Because the state-specific rate curves largely overlap, we are going to summarize between-state differences directly using “Mississippi-to-California” rate ratios with 95% confidence intervals under a poisson count model.
rates.1000.py %>%
dplyr::select(
state, gender, encounter.age.range,
encounter.group, n.encounters, patient.years
) %>%
tidyr::pivot_wider(
names_from = state,
values_from = c(n.encounters, patient.years),
) %>%
dplyr::rename(
n.CA = n.encounters_California,
T.CA = patient.years_California,
n.MS = n.encounters_Mississippi,
T.MS = patient.years_Mississippi
) %>%
dplyr::mutate(
rr = ( n.MS / T.MS ) / ( n.CA / T.CA ),
se.log.rr = sqrt( 1 / n.MS + 1 / n.CA ),
rr.ci.low = exp( log( rr ) - 1.96 * se.log.rr ),
rr.ci.high = exp( log( rr ) + 1.96 * se.log.rr ),
encounter.age.range = factor( encounter.age.range, levels = age.levels )
) %>%
dplyr::filter(
encounter.group %in% c( "Wellness", "Outpatient (in-person)", "ED visit" )
) %>%
ggplot( aes( x = encounter.age.range, y = rr, color = gender )) +
annotate( "rect",
xmin = -Inf, xmax = Inf,
ymin = 0.95, ymax = 1.05,
alpha = 0.03 ) +
geom_hline( yintercept = 1,
linewidth = 0.5,
linetype = "dashed",
color = "#696969" ) +
geom_linerange( aes( ymin = rr.ci.low, ymax = rr.ci.high ),
linewidth = 0.6, position = position_dodge( width = 0.5 )) +
geom_point( size = 2, position = position_dodge( width = 0.5 )) +
facet_grid(~ encounter.group ) +
scale_y_log10() +
labs(
title = "Rate ratio (Mississippi / California); log scale (95% CI)",
x = "",
y = "",
color = ""
) +
scale_color_manual( values = gender.colors ) +
theme_minimal() +
theme(
legend.position = "bottom",
legend.text = element_text( size = 10 ),
axis.text = element_text( size = 10 ),
strip.text = element_text( size = 11 )
)Across all three service lines, the point estimates cluster very tightly around a rate ratio = 1. This indicate that, once standardized by patient-years and stratified by age band and gender, utilization intensity is broadly similar in Mississippi and California.
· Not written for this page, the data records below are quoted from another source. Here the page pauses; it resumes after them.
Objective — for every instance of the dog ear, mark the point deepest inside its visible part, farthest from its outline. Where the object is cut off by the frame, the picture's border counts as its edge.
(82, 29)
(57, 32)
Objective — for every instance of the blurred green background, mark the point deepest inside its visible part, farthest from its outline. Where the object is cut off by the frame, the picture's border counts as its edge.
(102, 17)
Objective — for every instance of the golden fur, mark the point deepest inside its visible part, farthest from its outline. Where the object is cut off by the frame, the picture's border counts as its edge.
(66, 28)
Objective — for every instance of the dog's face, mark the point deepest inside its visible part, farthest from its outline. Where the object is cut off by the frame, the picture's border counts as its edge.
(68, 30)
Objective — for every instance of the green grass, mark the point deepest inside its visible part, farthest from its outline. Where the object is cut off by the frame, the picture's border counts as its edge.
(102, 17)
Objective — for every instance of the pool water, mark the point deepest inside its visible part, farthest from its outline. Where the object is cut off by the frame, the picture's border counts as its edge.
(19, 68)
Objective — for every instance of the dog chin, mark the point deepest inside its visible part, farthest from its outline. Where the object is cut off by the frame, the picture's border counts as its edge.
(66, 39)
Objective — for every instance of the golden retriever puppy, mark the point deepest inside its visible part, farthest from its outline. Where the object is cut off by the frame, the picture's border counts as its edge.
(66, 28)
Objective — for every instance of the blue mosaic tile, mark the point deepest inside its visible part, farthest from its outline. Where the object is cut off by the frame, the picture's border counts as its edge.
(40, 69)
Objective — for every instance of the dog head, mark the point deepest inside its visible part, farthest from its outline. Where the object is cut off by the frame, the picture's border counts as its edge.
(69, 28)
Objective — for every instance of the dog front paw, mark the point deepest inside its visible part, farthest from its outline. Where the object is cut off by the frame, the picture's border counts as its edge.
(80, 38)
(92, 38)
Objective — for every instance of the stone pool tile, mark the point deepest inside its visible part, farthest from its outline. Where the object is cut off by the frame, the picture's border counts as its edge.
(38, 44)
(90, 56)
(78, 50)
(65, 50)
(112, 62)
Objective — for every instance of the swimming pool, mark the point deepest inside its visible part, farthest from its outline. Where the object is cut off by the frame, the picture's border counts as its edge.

In ED visits, we see no consistent state difference and have the highest uncertainty, specially for infants (<1) and teenagers (13-17).
Wellness rate ratios are extremely close to 1 across all age bands and both genders, with relatively tight CIs. Therefore, we can state that the intensity is essentially the same in both states.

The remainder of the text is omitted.